健康のことだけならヨガでも気功でも効果はある。野口晴哉氏の屹立しているところは、イリイチの主張を自らの施術技術の裏づけをもとにカタチとして提示したことにある。

 大衆医療が薬漬けに、大衆教育がブロイラー育成に、そしてマスメディアが愚民化へと堕落せざるをえないメカニズムにいち早く気づいていた。そう考えた野口先生は、自分の著作物をマスメディアに委ねようとはしなかったので、人々の目に触れることは少ない。一つぐらい紹介書があってもいい頃だ。それが本書だ。  

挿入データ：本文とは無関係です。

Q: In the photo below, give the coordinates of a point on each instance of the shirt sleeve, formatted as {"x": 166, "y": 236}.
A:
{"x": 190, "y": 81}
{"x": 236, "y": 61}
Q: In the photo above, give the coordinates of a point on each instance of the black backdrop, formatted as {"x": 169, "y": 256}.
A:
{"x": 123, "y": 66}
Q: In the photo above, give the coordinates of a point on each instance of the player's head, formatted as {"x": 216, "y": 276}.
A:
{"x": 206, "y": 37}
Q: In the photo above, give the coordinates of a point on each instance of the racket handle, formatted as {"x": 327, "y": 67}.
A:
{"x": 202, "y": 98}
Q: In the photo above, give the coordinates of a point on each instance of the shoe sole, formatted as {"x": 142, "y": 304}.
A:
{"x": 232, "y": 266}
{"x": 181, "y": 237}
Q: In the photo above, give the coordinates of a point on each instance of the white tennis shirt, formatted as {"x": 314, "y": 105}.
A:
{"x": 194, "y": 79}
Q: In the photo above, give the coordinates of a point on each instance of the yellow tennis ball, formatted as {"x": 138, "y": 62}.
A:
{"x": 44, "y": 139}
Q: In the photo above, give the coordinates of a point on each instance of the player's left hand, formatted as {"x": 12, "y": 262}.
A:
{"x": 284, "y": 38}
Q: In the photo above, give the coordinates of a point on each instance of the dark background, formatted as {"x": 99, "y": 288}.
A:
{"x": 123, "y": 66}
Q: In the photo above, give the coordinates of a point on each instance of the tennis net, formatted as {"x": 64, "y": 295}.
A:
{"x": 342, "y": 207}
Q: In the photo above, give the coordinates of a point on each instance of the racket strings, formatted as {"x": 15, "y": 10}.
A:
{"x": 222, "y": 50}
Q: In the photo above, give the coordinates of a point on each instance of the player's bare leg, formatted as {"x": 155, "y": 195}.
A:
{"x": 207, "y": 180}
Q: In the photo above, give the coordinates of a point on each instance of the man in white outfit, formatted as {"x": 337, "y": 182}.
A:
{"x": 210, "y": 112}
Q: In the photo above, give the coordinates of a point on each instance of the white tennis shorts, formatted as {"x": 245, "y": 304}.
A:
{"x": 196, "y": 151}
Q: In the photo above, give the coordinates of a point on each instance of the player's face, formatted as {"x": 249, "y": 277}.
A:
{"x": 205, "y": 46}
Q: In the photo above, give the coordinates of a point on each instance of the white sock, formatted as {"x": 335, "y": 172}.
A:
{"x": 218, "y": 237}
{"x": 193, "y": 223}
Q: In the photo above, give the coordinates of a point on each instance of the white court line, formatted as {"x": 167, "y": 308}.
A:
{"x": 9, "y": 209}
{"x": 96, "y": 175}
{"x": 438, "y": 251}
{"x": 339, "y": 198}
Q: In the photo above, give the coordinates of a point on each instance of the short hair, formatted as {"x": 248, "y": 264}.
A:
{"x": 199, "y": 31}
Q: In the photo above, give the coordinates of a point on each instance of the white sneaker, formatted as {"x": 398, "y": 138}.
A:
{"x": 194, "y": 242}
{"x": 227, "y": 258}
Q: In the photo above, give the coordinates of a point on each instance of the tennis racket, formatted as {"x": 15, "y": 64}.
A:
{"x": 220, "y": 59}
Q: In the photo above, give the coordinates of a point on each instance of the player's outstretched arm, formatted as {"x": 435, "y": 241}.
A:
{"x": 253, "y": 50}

 では何故マスメディアでは野口先生の考えが伝わらないのでしょうか。それは思想は人から人へとしか伝わらないからです。「個人」と「集団」の「健やかさ」を一体のものとしてつきつめた人なのだと思う。そして、「健やかさ」を支えるのは「野蛮さ」なのだ、というのが先生の結論なのだ。「野生」でもまだお上品過ぎる。

 なぜなら、「野生」は動物にもあてはめることができるのである。たとえば「野性のエルザ」のように。「野蛮」という言葉こそが人間が未だ、明瞭な音声を獲得する以前の、しかしヒト特有の精神を形成しつつあった時期を想起させてくれるのだ。それはとりもなおさず、ヒトが「野蛮」と「野蛮でないもの」、すなわち「カテゴリー」なるものを死活をかけて追求し始めた時期に私の思いを連れていってくれる。